Like Dooley-Mehta, Estrabrooks reports that she began to see the effect chanting had on her life
right away. “I had a year of everything being happy and fun,” she says. “It seemed like my life was
going to be so such easier. The practice was like a magic box.” But the magic box turned into Pandora’s box when Estabrooks started to have memories of being molested as a child. “I thought I was hallucinating. I almost quit because chanting became very painful to me.”

Now she sees the memories of molestation as the first in a series of challenges Buddhism would bring her face to face with, and give her the strength to deal with at the same time. “The most important thing about my practice is being in touch with who I really am,” she explains. “I think for me, chanting gives me the courage to continue going toward my dreams and desires.”

Estabrooks was raised a Universalist Christian and says that although she was attracted to spirituality and religion, she didn’t view religion as something with the potential to powerfully effect her life in the here and now. In this respect, she may be typical of Americans involved in Mahayana Buddhism.

“In the United States, even though the religious landscape is changing so much, usually people have grown up with Judeo-Christian teachings,” says Buddhist Rob Epsteiner. “They’re not totally satisfied with what they’re doing, or they wouldn’t be coming to Buddhism.”

Epsteiner works for the Boston Community Center of Soka Gakkai International, the international lay organization of Nichiren Shoshu Buddhism. He says the religion has been practiced in this country since I960, and currently has a membership of somewhere from 300,000 to 500,000, with over 3,000 members here in New England.

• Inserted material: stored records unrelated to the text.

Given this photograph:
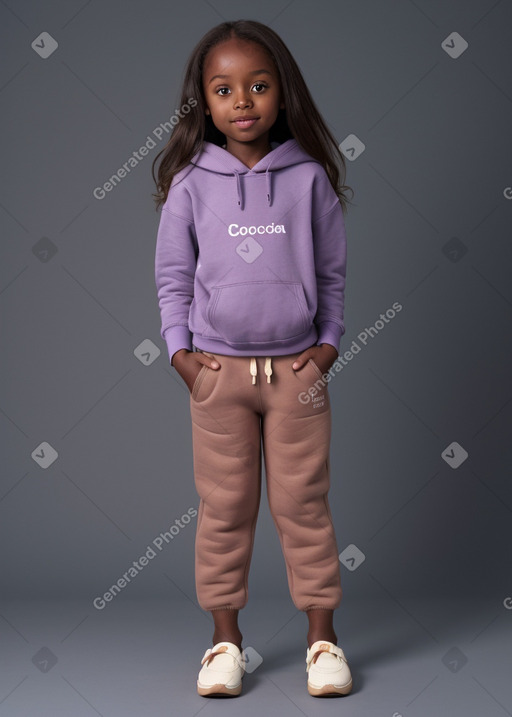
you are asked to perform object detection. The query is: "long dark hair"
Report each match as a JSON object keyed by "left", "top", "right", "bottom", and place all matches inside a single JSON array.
[{"left": 152, "top": 20, "right": 354, "bottom": 212}]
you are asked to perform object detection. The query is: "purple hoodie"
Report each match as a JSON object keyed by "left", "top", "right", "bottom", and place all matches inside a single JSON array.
[{"left": 155, "top": 139, "right": 346, "bottom": 362}]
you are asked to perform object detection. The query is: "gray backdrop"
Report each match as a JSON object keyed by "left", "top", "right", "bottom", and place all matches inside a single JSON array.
[{"left": 0, "top": 0, "right": 512, "bottom": 714}]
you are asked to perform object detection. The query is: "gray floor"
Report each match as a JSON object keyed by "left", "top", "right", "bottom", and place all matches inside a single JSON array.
[{"left": 0, "top": 594, "right": 512, "bottom": 717}]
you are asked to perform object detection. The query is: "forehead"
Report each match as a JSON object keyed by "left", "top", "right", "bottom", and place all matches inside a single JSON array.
[{"left": 203, "top": 38, "right": 275, "bottom": 79}]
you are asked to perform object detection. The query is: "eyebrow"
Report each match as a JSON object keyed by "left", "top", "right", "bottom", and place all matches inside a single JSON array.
[{"left": 208, "top": 70, "right": 272, "bottom": 84}]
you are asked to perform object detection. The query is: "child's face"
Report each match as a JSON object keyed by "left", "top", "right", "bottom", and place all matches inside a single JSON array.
[{"left": 203, "top": 38, "right": 284, "bottom": 150}]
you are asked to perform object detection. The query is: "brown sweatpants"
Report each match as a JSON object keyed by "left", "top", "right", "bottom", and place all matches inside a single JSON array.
[{"left": 190, "top": 351, "right": 342, "bottom": 611}]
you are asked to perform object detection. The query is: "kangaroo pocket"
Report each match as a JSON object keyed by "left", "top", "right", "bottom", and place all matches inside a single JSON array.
[{"left": 206, "top": 281, "right": 312, "bottom": 345}]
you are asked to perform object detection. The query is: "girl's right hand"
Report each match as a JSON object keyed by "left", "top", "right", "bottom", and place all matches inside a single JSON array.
[{"left": 172, "top": 349, "right": 220, "bottom": 393}]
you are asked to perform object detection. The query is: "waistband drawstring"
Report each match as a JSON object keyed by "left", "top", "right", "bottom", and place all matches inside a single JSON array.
[{"left": 249, "top": 356, "right": 272, "bottom": 386}]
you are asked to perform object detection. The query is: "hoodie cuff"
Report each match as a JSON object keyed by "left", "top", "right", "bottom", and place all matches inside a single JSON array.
[
  {"left": 316, "top": 321, "right": 345, "bottom": 352},
  {"left": 165, "top": 325, "right": 192, "bottom": 364}
]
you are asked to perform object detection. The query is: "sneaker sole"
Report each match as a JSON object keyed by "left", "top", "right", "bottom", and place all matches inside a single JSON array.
[
  {"left": 197, "top": 682, "right": 242, "bottom": 697},
  {"left": 308, "top": 680, "right": 352, "bottom": 697}
]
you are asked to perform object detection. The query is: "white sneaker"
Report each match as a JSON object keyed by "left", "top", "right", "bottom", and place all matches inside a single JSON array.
[
  {"left": 306, "top": 640, "right": 352, "bottom": 697},
  {"left": 197, "top": 642, "right": 245, "bottom": 697}
]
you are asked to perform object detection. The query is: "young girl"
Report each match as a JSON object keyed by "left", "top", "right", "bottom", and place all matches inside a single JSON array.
[{"left": 153, "top": 20, "right": 352, "bottom": 696}]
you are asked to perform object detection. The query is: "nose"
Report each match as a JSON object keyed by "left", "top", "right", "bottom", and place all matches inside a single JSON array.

Epsteiner himself began chanting 26 years ago, as a student at Boston University. “If something is good for you, usually you will stick with it,” he says.

Soka Gakkai’s work is not only concerned with what is good for individuals, but also far the planet as a whole. According to Epsteiner, they sponsor cultural and educational events, with a particular focus on peace-oriented activities. “As a Buddhist movement, naturally issues of peace and war are very important to us,” he notes.

When Epsteiner talks about the practice of Buddhism and its effect on people’s lives, he uses two key words, words that crop up repeatedly in Dooley-Mehta and Estabrooks’s stones as well: happiness and responsibility. “We encourage people through their Buddhist practice to have a happier life,” Epsteiner says. As people practice, adds, they will see their lives changing, and a part of that change will be a resolve to make deeper human commitments, to take on more responsibility for the suffering of others.

Estrabrooks talks about happiness and responsibility in terms of two other favorite Buddhist concepts: cause and effect, “Whatever comes up in this life, this is what I have to deal with,” she explains. “From day to day, take one hundred percent responsibility for what’s going on in front of you. The cause that you make today is going to create your future. When you chant for whatever it is you desire, from that time you’ve made the cause, it’s absolute.”

For Dooley-Mehta, chanting works with a kind of domino effect, touching her own life, the lives of those connected to her, and then on beyond her immediate surroundings. For example, chanting for
family harmony between herself and her three grown children, she says, she is also seeing her
husband’s relationships with his children getting better.

“It isn’t magical or anything,” she says. “They claim it gets you in rhythm with the universe. Things are easier for you, so you get happy. The way to world peace is each person has to get happy, get peaceful, get straightened out.”